OT: Degrees as barriers to entry [was Re: - E04 - Leadership! Google, Guido van Rossum, PSF]

Brian van den Broek broek at cc.umanitoba.ca
Tue Jan 3 21:54:56 EST 2006


Steven D'Aprano said unto the world upon 03/01/06 07:33 PM:
> On Tue, 03 Jan 2006 08:27:39 -0800, Alex Martelli wrote:
> 
> 
>>Or some even more stringent qualification, such as the state's Bar exam
>>for lawyers -- you may not be able to sit for that exam w/o the
>>appropriate degree, but the degree by itself is not enough, you still
>>have to pass the exam.  It is that way for Engineers in Italy (I passed
>>my State Exam in the early '80s), although you only need the certificate
>>for some specific professional undertakings (e.g. design a ship, or a
>>large building, or technically supervise building operations beyond a
>>certain size -- not to write software or to design chips).
>>
>>Personally, I agree with the theory, first expressed by Adam Smith, that
>>such barriers to entry are mostly useful to grant practitioners of a
>>certain profession the "scarcity value" that lets them charge higher
>>prices, although of course they're always presented as "good for
>>society".  Note that in Europe in the Middle Ages you needed strict
>>qualifications of that kind for just about anything -- you could not
>>make hats unless you belonged to the Hatters' Guild, etc; most of those
>>restrictions have since been lifted, but a few groups (doctors, lawyers,
>>accountants, ...) have managed to keep them in place.
> 
> 
> Let's not confuse the medieval guild system with today's system. Guilds
> were more like clubs than professional bodies: it was who you knew, rather
> than what you knew, that decided whether you got in. You were forbidden
> from becoming (say) a hat maker unless the other hat makers allowed you to
> join the guild. There was no independent, or even semi-independent, body
> who decided what qualifications were needed to make hats. It was all about
> who you knew -- if your uncle's best friend was a hat maker, you could be
> apprenticed to a hat maker and join the guild, otherwise there was no exam
> to sit that got you in, no matter how talented you were.

<snip>

> By contrast, today's professional bodies like law, medicine etc. have
> independent standards of skill that must be met. I don't wish to deny
> that knowing the right people can help smooth the procedure of becoming
> a doctor, lawyer, etc., but failing to have an uncle who is a lawyer is no
> barrier to becoming a lawyer, provided you can pass the bar exam. That is
> very different from the guild system.

<snip>

> Another major difference between today's professional bodies and medieval
> guilds is that the scarcity is not entirely (or even mostly) caused by
> the professional body. It is the universities controlling prerequisite
> degrees that gain more from the scarcity: within reason, the fewer places
> they offer for (say) law degrees, the higher fees they can charge for
> them. In my inexpert opinion, the cause of shortages of experts is more
> the fault of the universities than of the professional bodies.

According to the 2000 US Census, in a population of 174,136,341 people 
between 18 and 65 
<http://factfinder.census.gov/servlet/QTTable?_bm=y&-geo_id=01000US&-qr_name=DEC_2000_SF1_U_DP1&-ds_name=DEC_2000_SF1_U>,
there were a total of 862,037 lawyers 
<http://factfinder.census.gov/servlet/DTTable?_bm=y&-geo_id=01000US&-reg=DEC_2000_SF4_U_PCT086:001&-ds_name=DEC_2000_SF4_U&-_lang=en&-redoLog=false&-mt_name=DEC_2000_SF4_U_PCT086&-mt_name=DEC_2000_SF4_U_PCT205&-format=&-CONTEXT=dt> 
among the employed people 16 years and older.
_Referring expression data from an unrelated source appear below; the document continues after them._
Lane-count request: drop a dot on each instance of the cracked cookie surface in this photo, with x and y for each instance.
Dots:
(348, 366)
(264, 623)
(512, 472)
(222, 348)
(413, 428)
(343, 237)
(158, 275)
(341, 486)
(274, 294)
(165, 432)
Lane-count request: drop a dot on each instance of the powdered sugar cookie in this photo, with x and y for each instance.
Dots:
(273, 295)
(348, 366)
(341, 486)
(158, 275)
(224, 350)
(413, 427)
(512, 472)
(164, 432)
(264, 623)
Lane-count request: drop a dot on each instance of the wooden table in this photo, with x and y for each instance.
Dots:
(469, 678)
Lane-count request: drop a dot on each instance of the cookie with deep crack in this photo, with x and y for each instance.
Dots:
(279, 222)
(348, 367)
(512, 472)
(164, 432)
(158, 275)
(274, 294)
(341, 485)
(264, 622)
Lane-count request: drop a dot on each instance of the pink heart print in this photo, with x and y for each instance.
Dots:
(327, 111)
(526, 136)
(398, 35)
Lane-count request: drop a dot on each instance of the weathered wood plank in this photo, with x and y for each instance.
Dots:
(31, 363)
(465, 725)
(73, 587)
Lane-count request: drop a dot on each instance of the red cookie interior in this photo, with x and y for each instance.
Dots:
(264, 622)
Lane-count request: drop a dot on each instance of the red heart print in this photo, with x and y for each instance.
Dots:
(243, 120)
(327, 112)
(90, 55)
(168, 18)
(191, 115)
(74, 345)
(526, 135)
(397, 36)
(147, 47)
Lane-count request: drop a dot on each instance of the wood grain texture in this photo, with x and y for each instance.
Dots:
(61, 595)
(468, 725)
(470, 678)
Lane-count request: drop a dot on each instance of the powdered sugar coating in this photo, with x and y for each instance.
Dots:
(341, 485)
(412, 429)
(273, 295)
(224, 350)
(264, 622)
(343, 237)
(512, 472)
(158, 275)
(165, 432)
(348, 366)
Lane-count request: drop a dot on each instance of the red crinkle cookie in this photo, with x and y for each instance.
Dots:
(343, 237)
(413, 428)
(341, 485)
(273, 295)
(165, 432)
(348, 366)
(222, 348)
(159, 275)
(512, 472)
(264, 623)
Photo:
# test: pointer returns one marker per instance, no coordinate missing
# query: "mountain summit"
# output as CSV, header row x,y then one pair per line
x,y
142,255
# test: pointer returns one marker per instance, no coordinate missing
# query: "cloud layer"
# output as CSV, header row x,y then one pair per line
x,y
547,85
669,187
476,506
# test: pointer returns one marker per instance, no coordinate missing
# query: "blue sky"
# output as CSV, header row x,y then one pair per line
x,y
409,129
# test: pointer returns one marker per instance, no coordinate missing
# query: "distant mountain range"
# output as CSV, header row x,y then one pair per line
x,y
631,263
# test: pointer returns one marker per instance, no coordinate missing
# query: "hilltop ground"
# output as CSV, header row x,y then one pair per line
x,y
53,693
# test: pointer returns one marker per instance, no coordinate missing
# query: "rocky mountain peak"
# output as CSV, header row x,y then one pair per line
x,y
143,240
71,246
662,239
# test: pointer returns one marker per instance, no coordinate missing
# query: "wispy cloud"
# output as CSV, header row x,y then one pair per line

So, just shy of 1 out of every 200 working-aged people in the USA were 
  lawyers in 2000.

I'm inclined to agree with the claim that law schools don't have the 
correct number of seats, but I think we might just differ on which way 
the adjustment should go :-)

(I do realize that US data isn't most pertinent to Steven, Alex or 
myself -- au, it, ca -- but it is ready to hand. Shamefully, my 
government wants to charge me for the occupation data, and Steven's 
didn't yield free data before my patience and resolve wore out.)